I am trying to prove:
If A is an infinite set and B is at most countable set, prove that A and $A \cup B$ have the same cardinality.
Set definitions here are from baby Rudin.
Attempt:
There are 4 possible cases:
1.A is countable and B is finite.
2.A is countable and B is countable.
3.A is uncountable and B is finite.
4.A is uncountable and B is countable.
Then for each case I need to show that $A \cup B \sim A$. I can prove 1-3, but I am unsure how to prove case 4. And in general, it seems that my proof strategy is inefficient and there exist much faster proof then proof by cases.
Best Answer
Define a set $S$ to be finite iff there is a bijection from $S$ to $\{j\in \mathbb N_0:j<n\}$ for some $n\in \mathbb N_0=\mathbb N \cup \{0\}.$ It is a consequence of the Axiom of Choice (AC) that an infinite set has a countably infinite subset.
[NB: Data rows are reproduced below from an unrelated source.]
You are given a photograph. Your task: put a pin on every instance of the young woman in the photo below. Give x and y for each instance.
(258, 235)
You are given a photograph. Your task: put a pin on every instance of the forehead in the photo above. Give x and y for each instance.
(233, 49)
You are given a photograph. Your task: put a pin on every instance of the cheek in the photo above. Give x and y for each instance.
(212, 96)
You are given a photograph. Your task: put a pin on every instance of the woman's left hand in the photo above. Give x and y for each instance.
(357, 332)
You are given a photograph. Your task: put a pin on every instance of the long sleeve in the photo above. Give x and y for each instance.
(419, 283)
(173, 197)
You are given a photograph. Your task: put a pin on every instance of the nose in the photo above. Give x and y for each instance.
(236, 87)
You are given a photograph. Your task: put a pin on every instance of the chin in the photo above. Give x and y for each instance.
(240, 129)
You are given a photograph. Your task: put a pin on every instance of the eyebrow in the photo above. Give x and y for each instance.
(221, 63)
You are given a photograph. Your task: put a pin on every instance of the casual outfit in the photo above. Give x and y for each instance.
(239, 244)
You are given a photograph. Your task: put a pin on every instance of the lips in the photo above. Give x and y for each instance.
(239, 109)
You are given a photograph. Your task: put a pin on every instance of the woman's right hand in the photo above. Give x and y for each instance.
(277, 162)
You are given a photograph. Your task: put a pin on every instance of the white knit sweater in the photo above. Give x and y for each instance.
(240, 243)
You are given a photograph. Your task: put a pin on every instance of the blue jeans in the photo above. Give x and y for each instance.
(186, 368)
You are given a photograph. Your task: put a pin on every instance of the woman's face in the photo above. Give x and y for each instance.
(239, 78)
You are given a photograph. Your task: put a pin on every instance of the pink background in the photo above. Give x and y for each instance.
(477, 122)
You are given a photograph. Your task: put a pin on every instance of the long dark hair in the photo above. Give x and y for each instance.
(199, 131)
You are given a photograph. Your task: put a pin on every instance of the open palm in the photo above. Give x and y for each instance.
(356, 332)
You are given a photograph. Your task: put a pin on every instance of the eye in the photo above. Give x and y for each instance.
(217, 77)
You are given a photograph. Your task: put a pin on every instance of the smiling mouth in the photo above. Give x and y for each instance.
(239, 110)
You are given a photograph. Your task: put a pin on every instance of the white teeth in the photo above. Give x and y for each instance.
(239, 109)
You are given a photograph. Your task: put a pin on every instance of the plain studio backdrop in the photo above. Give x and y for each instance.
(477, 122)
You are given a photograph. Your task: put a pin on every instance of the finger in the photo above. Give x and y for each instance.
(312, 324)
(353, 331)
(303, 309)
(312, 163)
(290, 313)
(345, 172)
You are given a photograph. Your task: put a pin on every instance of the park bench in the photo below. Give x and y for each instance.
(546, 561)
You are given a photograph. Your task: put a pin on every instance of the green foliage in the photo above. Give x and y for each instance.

Assume (AC). Let $A$ be infinite. Let $T\subset A$ where $T$ is countably infinite. Let $B$ be countable. Let $B'=B$ \ $A.$ Then $B'$ is countable and $A\cup B=A\cup B'$ and $A \cap B'=\emptyset.$
Now $T$ and $T\cup B'$ are countably infinite. So there is a bijection $f:T\cup B'\to T.$ Extend $f$ to the domain $A\cup B'=A\cup B$ by letting $f(x)=x$ for $x\in A$ \ $T.$ Then $f:A\cup B\to A$ is a bijection.